Wythenshawe MP, Mike Kane, has returned to Labour’s front bench team as schools spokesman for the party.
Mr Kane quit his post as shadow international development minister earlier this year amidst a wave of shadow cabinet resignations which led to a bruising Labour leadership battle between Jeremy Corbyn and challenger Owen Smith.
Following Mr Corbyn’s re-election as leader with an increased mandate from party members, a number of MPs who resigned accepted jobs in a reshuffled shadow cabinet.
Mr Kane, a former primary school teacher, says he is delighted to have been appointed schools spokesman, working alongside fellow Greater Manchester MP and shadow education secretary, Angela Rayner.
And the Wythenshawe MP hit the ground running this week when he tackled the government on the issue of excessive workload for teachers which, according to the Education Policy Institute is causing ill health in the profession.

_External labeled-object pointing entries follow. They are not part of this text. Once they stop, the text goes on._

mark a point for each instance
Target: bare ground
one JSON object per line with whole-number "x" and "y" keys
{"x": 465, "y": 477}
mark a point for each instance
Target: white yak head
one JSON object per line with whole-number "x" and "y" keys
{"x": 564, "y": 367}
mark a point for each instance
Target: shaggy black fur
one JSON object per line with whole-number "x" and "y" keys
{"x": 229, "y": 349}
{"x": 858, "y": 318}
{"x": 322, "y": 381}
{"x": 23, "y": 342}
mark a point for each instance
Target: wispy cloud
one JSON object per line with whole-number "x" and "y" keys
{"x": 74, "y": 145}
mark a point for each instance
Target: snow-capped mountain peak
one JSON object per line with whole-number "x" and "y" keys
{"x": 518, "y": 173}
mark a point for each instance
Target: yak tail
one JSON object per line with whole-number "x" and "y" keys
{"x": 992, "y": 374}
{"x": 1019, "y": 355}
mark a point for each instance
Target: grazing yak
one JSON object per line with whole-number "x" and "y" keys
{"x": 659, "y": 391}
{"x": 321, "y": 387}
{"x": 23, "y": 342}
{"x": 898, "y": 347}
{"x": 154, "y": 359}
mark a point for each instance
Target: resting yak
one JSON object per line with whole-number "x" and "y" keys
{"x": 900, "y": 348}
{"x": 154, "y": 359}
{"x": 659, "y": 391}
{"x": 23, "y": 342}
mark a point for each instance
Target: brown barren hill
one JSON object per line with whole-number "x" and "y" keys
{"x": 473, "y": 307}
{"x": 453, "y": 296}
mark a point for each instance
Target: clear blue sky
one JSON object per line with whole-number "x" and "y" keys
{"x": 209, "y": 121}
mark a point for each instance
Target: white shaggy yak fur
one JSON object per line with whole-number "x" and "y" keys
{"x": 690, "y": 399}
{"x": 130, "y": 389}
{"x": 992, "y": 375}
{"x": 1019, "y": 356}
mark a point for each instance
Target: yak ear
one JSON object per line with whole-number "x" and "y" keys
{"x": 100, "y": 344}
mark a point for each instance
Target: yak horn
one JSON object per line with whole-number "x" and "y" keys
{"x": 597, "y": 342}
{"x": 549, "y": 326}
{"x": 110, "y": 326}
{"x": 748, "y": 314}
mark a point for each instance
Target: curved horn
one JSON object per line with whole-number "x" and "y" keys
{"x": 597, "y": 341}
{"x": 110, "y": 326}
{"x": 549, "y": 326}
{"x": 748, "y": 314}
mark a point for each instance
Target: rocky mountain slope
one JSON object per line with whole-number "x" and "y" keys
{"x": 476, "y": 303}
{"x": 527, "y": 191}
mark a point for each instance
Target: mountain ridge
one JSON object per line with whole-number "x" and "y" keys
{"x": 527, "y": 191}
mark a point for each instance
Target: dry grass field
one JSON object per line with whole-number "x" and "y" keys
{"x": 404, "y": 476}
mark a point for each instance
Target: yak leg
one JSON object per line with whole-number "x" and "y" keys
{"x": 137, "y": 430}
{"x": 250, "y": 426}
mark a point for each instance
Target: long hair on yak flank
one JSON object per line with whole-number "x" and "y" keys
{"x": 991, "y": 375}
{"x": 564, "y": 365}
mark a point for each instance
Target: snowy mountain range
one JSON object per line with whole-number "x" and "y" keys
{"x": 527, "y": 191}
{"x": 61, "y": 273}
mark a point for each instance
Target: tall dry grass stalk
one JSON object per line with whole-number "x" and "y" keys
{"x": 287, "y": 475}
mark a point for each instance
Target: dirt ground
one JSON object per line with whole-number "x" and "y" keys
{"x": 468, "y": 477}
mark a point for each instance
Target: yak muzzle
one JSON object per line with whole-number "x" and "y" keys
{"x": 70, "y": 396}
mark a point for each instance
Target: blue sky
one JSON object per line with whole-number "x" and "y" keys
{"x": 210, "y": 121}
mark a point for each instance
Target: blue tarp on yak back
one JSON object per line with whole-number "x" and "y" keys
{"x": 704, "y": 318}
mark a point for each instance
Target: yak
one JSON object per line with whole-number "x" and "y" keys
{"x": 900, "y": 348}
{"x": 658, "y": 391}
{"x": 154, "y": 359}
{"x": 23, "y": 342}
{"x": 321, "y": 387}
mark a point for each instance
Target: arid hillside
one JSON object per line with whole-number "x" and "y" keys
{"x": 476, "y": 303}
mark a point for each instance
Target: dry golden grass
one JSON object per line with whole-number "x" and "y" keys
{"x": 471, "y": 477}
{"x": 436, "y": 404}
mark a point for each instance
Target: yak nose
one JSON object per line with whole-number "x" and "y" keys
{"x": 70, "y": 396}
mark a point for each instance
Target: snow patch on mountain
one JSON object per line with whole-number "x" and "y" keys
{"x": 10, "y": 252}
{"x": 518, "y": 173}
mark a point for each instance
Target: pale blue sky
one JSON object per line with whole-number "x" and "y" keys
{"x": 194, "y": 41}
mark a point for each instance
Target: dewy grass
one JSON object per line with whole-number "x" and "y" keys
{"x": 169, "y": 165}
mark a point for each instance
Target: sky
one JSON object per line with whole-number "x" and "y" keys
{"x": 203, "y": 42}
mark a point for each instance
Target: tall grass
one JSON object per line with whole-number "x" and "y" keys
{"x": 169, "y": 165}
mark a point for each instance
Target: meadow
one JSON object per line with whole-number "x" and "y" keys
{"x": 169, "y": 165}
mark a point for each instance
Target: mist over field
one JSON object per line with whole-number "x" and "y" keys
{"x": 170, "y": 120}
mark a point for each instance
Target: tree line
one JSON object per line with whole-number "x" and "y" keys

In a question to Tory minister, Nick Gibb,. Mr Kane said the teaching union, the NAS/UWT has found that half of teachers have been to see a doctor in the past year due to work-related illness, and one in 10 have been prescribed antidepressants.
He said: “We know that the Minister is on the record as not valuing those of us with the postgraduate certificate in education, but can he not see that the Government’s failure to support teachers is at the heart of the crisis in teachers’ morale?”
Mr Gibb said the government understood the challenges in the teaching profession and are taking action.
The EPI survey found that:
- Teachers in England are working an average of 48.2 hours a week with a fifth working more than 60 hours- longer than in most other countries.
- Long working hours are hindering teachers’ access to continuing professional development.
- Long hours, low starting pay and limited access to professional development create a risk of teacher ‘burn out’, especially in the early stages of careers.